In most instances, atheists prefer labeling themselves as rational thinkers compared to Christians. Nevertheless, the argument presented by the Logician can challenge the ‘rational’ thinking of atheists especially if they are not capable of interpreting and addressing it. In other words, it is a very critical argument. In addition, it is not only the atheist who can benefit from the tenets in this argument. Hence, other types of arguments can still make use of the propositions to construct valid and sound discussions (Arguments for the existence of God par. 1).

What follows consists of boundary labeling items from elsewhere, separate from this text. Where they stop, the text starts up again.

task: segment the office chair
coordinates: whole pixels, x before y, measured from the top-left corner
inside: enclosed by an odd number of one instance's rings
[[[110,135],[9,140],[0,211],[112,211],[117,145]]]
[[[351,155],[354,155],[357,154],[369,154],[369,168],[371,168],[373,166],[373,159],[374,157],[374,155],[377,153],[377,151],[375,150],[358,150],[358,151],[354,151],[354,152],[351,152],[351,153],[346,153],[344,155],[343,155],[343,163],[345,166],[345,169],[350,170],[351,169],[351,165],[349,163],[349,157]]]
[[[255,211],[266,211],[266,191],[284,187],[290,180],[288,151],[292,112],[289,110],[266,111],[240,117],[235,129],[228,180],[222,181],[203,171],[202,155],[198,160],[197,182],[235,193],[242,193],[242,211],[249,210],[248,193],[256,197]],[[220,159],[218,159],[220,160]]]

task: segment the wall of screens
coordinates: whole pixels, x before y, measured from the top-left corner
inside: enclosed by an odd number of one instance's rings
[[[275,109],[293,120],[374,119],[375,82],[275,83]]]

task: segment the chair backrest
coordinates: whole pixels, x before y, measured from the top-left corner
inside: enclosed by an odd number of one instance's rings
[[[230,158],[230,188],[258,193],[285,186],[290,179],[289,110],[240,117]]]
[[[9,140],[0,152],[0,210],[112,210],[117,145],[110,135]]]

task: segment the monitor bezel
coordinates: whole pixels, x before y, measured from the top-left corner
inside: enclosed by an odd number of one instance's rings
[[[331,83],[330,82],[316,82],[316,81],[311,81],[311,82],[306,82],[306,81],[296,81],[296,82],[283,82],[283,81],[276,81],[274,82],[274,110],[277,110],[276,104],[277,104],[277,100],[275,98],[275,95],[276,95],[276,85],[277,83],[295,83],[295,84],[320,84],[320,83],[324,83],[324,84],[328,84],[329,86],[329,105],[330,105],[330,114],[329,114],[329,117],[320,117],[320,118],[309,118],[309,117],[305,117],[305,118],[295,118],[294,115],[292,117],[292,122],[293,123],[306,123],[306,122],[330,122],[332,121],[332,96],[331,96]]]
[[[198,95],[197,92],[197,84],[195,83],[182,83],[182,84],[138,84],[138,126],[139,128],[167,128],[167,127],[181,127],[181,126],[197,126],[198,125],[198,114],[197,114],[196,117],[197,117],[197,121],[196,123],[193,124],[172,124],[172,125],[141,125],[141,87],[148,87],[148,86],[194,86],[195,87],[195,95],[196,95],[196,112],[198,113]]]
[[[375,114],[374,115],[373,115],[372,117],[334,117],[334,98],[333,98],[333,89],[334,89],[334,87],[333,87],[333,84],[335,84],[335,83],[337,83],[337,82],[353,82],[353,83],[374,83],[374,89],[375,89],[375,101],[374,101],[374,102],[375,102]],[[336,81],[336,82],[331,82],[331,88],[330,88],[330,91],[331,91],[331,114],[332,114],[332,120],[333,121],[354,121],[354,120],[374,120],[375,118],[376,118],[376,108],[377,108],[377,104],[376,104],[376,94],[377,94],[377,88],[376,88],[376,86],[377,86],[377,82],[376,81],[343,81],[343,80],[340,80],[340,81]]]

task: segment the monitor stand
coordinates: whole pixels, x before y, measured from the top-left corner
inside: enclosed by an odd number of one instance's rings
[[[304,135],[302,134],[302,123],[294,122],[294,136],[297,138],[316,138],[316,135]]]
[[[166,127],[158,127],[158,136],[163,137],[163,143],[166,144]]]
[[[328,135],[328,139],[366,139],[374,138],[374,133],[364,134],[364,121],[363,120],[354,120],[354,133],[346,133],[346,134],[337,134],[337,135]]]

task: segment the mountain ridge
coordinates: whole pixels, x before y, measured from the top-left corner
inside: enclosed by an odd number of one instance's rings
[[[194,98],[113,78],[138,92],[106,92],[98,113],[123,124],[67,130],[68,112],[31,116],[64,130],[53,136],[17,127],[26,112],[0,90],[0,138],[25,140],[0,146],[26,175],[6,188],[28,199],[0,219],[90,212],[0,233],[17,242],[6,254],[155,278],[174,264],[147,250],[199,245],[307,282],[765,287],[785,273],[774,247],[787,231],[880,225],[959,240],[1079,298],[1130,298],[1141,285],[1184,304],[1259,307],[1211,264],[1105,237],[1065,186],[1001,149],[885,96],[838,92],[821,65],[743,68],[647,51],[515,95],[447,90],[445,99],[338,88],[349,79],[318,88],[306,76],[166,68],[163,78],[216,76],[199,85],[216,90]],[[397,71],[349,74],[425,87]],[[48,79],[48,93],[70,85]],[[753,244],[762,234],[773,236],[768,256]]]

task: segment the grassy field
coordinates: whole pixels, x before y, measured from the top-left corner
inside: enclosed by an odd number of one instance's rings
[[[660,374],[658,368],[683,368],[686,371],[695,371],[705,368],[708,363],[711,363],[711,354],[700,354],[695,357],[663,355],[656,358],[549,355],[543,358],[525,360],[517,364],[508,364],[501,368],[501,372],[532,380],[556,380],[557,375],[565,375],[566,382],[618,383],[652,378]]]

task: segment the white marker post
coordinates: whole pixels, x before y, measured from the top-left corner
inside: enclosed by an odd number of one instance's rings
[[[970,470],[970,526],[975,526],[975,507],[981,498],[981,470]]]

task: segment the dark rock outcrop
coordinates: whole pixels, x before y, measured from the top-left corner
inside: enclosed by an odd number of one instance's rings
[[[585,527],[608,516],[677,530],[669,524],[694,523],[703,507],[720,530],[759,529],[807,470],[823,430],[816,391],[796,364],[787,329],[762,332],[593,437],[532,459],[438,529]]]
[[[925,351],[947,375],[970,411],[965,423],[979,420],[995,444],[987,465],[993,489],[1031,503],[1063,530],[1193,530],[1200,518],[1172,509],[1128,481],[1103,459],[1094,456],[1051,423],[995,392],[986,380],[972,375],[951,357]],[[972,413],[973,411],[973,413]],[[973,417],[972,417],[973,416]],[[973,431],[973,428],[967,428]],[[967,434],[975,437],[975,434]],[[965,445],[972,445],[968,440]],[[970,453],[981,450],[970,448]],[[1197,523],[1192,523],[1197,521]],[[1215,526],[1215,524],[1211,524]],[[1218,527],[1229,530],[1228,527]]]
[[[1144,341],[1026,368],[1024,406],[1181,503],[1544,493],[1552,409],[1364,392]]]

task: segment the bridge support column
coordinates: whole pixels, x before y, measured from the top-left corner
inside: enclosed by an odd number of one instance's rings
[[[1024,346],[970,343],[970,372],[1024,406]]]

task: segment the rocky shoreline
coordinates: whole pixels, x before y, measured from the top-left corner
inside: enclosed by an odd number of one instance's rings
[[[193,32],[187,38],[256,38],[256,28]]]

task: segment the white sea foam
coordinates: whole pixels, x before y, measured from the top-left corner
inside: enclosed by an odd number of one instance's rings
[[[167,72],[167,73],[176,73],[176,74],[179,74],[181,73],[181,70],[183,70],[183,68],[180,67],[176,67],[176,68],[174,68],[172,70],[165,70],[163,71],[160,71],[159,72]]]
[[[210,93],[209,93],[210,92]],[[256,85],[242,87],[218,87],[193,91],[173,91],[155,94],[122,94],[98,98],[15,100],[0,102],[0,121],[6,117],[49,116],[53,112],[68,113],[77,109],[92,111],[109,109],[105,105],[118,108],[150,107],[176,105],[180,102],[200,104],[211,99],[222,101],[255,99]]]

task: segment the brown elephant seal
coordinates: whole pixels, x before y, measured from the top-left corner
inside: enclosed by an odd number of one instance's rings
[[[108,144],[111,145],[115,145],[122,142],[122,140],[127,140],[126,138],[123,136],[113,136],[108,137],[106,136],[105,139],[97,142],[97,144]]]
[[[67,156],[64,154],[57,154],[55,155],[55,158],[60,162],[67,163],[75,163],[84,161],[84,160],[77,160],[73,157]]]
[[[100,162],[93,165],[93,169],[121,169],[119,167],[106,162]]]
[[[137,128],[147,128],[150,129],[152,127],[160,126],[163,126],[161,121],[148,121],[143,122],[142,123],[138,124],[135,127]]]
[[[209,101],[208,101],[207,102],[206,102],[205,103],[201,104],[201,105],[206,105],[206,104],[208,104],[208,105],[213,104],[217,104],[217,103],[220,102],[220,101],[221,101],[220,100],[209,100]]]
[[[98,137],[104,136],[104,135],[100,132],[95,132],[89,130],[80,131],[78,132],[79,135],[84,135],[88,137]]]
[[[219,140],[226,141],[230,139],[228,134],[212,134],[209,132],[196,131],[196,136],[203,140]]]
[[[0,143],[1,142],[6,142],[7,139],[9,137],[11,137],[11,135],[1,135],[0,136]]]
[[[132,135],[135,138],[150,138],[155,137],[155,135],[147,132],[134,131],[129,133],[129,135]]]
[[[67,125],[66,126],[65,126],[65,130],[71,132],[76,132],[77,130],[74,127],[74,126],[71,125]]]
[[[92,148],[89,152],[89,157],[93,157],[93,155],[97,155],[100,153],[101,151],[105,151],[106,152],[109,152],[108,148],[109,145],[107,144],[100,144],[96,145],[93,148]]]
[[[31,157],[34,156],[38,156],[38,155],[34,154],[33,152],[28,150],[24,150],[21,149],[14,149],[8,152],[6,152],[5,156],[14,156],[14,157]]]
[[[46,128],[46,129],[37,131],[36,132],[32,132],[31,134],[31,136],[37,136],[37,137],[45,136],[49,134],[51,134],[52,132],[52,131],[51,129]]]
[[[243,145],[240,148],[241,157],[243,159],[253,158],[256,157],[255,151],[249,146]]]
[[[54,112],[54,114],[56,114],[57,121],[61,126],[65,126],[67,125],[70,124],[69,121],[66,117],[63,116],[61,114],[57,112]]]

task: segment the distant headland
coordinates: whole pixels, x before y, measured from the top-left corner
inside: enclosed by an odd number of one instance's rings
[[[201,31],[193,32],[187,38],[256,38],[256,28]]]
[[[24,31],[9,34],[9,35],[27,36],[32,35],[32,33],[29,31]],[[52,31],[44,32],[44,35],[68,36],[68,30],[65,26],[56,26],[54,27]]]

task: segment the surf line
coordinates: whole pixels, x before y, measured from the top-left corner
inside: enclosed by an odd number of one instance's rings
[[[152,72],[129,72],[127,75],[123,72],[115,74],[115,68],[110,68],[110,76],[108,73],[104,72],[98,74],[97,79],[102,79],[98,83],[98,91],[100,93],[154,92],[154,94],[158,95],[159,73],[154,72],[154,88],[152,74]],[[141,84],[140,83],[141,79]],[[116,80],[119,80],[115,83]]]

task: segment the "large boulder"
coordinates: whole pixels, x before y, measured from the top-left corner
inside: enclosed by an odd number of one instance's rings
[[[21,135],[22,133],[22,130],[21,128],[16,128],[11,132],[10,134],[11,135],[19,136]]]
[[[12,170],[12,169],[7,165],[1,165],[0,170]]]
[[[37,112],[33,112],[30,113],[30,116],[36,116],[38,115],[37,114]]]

The Transcendental Argument
It is vital to mention that the existence of logical absolutes cannot be ignored or refuted. From the principle of non-contradiction, we have already established that the terms ‘false’ and ‘true’ cannot be applied to an entity simultaneously. If logical absolutes can be accounted for, then it is equally possible to draw the argument closer towards explaining the existence of God as argued out by the Logician in the argument. It is indeed factual that the argument illustrates the conceptual nature of logic. It is also evident that any type of mental process entails logical thinking. Therefore, the foundation of any logical thought is based on logical absolutes. Besides, the latter is not hidden in any way because it can be experienced in daily life. A telescope cannot be used to discover them. They can neither be placed in a container nor be weighed or photographed owing to the fact that they are abstract entities.
Since they are not physical in nature, the Logician has successfully attempted to explore their origins through the final part of the argument. For example, the Logician asserts that laws of logic are transcendent beyond space, time, and matter. Throughout the universe, the laws of logic do not change at all and that is why they are referred to as universal (Mongin 317). They have always been authentic ever since the universe came into being. Even after the Skeptic fumbled and relentlessly tried to duck the original question, the Logician remained focused and firm to support his point of view.
In the concluding part of the argument, the Logician is keen on highlighting how we can account for these laws. He observes that logic is grasped by the mind through thought. Nonetheless, we may also be interested to expound and relate the transcendent nature of logical absolutes, especially in regards to understanding the existence of God. Both space and time cannot change these laws just as God is unchangeable. Needless to say, logical absolutes are expected to remain true regardless of place and variation of time. When exploring the aspect of Transcendental Argument, it is fundamental to mention that it is directly linked to logical absolutes as expounded by the Logician.
Finally, it is also worth to highlight that logical absolutes should be as independent as possible in the sense that when discussing dependent and independent variables, they should not be affected at all. The only missing element in the argument is the issue of variables. Even though the Logician has distantly captured the same, it should be brought out clearly in the argument in order to support the claims.
Arguments for the existence of God. 2010. Web.
Mongin, Philippe. “The Doctrinal Paradox, the Discursive Dilemma, and Logical Aggregation Theory.” Theory and Decision 73.3 (2012): 315-55.
Schneider, Nathan. God in Proof: The Story of a Search from the Ancients to the Internet. University of California Press, 2013. Print.